実証…病邪が生体内で充満している状態。「実」とは内容充実の意
虚証…病者の体力、気力が虚弱な状態。「虚」とは内容空虚の意

「実」は内容充実の意で、実証とは病邪が生体内で充満している状態をいいます。同時にそれに立ち向かう体力も充実して真っ向からぶつかりあおうとします。したがって闘病反応は激しいことが多いのが特徴です。
「虚」は内容空虚の意で、虚証とは病者の体力、気力が虚弱な状態をいいます。対する病邪は陽病においては散漫ですが、陰病においては益々増進します。いずれも闘病反応は静かなことが多いのが特徴です。
傷寒論ではこの虚実の本質を正確に理解していないと、その後の証の理解が困難で、先哲の治験例も何故その処方を使ったのかが分からなくなります。

初学者の方からはよく実証と虚証の定義において主語が異なるのは何故かという質問を受けます。これは虚証において陽病と陰病で闘病の様相が異なるためで、勝ち戦の陽病では病者の虚実はそのまま当人の気力体力と比例し、邪毒が充実していれば、気力体力も充実し、邪毒が空虚であれば病者の気力体力も散漫であります。それに比べ負け戦の陰病ではその病勢に反比例するように病が進行するにつれて立ち向かう気力体力は失われていきます。この二つの闘病の様相の違いを説明しようとすると上記のような説明となります。

そしてここで最も重要なのが、虚実に似て非なるものに強弱があるということです。強とは平素体力強壮なる者を指し、弱とは稟性薄弱なるものをいいます。あの人はガッチリしているとか、この人は華奢だとかいうのは強弱について述べています。虚実はあくまで病気の状態での様子を現し、強弱は平時の体格を現します。この区別がついていないと臨床で思わぬ勘違いをします。本当のことをいえば、これは頭で理解しただけでは無理で、症例を積み重ねて虚実と強弱の違いを実感して身についていくもので、その人のその後の漢方の感性的認識を左右します。それくらい重要な部分ですが、ともかく虚実と強弱は違うということ、是非覚えておいて下さい。

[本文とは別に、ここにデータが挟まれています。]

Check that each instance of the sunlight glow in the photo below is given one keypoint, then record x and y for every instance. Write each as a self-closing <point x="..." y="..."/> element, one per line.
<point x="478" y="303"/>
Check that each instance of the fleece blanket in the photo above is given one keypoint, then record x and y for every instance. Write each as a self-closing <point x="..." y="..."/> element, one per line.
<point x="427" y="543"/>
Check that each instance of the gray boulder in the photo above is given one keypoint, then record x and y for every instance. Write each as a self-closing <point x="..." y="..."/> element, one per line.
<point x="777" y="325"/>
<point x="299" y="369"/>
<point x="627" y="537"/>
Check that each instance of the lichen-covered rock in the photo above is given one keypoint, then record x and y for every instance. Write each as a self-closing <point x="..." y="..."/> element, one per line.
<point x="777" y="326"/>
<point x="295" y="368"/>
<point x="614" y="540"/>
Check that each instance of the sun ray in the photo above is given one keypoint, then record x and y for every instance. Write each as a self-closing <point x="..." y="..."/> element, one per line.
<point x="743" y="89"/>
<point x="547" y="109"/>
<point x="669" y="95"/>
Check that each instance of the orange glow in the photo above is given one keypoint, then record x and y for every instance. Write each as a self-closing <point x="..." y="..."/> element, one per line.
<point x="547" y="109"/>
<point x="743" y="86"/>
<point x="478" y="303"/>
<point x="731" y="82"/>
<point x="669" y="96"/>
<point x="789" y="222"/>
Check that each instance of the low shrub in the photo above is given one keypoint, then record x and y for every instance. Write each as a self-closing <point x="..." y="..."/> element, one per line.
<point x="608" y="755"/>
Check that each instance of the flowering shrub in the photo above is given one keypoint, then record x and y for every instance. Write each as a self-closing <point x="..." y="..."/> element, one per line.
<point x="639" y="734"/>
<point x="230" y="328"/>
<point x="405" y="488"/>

傷寒論は先の陰陽と虚実でもって病気の進行状況を三陰三陽の六つの段階(stage)で現します。これを六病位といいます。傷寒論では、このように陰陽虚実を疾病の進行状況とそれに対する治療を決めるための一種のものさしとして用いるのであり、これで何らかの病因を探っているのでもなければ病論を述べているわけでもありません。傷寒論を規範として漢方薬を用いるのであれば、まず先ず病の病位を定めるところから始まります。現在その病が三陰三陽の何れの病位にあるのかが把握できれば、治療の進路がほぼ決まります。各病位の特徴とそれに属する薬方についてはまた後で詳しく説明します。